After focusing on her recover, and spending a month watching over her daughter in the neonatal intensive care unit (NICU) before bringing her home, Felix faced further frustration as she worked to get back into her sport.

"I remember just feeling like I'm never gonna get back to the athlete that I was. I had been through so much and I just felt emotionally drained and physically just so far from my peak performance. And my coach gave me a 30 minute walk, and I remember getting on the treadmill and doing this power walk and being in tears by the time I came to the end of it, because I just felt so unlike myself," Felix says, as she recalls the "scary" process. "I felt like this was a body that I just wasn't used to. And so it was really challenging to continue to move forward because it did feel like something that was just so foreign to me."

But much like the other challenges that she had faced both on and off the track, Felix explains that she ultimately lifted herself out of that headspace by redefining her relationship with her body and her sport.

"I feel stronger because I feel like I have a greater purpose," Felix explains of the place that she finds herself in today. "I used to obviously be extremely competitive and my motivation really was winning and really performance driven. And I think now it's really shifted as a mother thinking about my daughter in the world that she'll grow up in and what I wanna teach her about work ethic and overcoming adversity and telling her all of these stories."
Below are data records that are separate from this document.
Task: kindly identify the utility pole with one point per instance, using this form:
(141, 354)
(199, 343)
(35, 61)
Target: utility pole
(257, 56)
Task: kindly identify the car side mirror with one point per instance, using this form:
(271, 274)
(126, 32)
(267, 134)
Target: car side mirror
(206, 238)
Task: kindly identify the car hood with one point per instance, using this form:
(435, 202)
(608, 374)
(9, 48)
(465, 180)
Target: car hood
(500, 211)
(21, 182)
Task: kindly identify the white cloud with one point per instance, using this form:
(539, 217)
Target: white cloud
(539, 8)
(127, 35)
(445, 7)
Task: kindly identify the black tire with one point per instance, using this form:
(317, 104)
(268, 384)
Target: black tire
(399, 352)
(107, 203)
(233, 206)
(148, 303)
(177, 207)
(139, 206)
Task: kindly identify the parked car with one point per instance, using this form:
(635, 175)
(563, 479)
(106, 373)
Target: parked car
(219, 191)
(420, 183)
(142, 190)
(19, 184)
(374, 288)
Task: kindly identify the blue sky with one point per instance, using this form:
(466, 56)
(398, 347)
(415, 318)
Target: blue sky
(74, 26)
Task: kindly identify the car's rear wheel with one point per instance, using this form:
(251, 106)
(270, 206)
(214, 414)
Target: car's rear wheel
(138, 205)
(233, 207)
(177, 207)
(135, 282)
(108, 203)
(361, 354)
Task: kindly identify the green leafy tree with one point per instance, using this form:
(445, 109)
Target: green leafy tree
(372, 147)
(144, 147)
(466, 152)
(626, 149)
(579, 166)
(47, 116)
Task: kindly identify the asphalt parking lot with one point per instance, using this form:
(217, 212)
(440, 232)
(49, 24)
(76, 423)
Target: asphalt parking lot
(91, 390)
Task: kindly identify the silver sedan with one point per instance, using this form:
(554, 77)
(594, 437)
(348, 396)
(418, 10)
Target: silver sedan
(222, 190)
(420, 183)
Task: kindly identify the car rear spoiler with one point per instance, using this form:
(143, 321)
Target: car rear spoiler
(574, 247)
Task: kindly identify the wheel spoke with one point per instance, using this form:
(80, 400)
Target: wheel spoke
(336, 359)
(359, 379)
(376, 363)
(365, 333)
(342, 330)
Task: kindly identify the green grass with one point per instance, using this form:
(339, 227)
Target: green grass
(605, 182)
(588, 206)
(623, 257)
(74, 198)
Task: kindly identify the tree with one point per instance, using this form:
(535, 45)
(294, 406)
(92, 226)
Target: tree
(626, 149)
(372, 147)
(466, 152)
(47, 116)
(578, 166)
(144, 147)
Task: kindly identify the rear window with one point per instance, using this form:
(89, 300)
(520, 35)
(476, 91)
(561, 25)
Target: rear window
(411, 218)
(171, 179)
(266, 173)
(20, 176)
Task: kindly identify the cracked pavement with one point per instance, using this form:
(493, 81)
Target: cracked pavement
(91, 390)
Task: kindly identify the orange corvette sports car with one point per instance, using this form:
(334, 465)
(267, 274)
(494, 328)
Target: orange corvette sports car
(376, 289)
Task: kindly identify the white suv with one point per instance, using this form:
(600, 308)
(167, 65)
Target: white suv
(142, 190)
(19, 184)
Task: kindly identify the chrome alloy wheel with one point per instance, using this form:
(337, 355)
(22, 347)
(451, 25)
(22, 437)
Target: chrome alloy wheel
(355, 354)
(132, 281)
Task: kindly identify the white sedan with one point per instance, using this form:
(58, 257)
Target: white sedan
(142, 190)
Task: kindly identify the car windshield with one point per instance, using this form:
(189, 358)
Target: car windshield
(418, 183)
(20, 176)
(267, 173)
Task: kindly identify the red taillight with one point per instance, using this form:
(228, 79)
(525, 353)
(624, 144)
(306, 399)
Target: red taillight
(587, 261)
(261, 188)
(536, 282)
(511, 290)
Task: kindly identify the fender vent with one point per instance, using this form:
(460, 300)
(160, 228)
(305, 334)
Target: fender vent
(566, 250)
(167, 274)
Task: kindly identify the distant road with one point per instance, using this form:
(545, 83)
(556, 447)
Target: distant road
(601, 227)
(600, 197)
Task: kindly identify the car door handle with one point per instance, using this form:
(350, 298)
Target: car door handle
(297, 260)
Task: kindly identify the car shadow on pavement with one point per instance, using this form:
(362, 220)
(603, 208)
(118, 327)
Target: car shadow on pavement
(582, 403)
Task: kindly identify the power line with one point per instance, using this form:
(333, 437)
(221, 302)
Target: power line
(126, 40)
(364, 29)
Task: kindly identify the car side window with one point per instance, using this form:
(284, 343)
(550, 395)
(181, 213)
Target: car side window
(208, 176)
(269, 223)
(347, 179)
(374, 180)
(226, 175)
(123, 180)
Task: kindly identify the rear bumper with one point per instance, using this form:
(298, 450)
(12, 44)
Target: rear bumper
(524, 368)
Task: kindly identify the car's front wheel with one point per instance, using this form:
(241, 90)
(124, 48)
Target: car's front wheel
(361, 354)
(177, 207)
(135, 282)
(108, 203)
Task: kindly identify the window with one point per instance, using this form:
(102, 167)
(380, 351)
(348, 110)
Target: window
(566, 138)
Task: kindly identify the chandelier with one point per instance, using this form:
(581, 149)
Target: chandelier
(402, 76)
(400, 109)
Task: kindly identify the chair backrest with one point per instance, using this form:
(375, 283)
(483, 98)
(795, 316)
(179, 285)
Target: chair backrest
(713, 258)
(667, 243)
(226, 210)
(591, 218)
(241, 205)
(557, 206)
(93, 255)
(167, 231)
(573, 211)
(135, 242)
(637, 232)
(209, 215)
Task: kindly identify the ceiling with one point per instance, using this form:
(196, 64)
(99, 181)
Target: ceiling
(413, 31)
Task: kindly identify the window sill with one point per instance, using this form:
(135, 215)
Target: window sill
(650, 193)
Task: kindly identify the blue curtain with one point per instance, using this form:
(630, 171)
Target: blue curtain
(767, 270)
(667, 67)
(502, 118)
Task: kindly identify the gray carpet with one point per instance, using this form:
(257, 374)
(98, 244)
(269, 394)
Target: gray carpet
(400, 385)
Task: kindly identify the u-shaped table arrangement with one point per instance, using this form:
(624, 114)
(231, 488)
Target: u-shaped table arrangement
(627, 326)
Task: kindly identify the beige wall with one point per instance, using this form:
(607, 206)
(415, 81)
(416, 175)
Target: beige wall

Just as the stories of other women and mothers got Felix through the most difficult time of her life, the athlete has come to understand just how impactful her journey is for other people — especially as she won gold at the 2020 Summer Olympics in Tokyo.

"This was the first time that, to me, it was really bigger than the race," says Felix. "I was being a representation for women and for mothers and for people who had been told that their stories were over. I did feel like I pulled strength from other women."

But beyond what women can learn from Felix's perseverance on the track, the mom hopes that she can be a voice for women struggling with their healthcare — an effort she's currently making with her work with Anthem, Inc. and its Driving Our Health study. Most importantly, Felix wants her daughter to grow up in an environment where she knows that health doesn't look any one way.

"I think about showing my daughter lots of different women, lots of different shapes in the diversity of the people that I bring around her," Felix says. "I want her to know that strong and beautiful look so many different ways. I want her to see what real women look like and healthy women and really appreciate that. I hope that her standard of beauty encompasses all of that. I think that's really my job as a mother."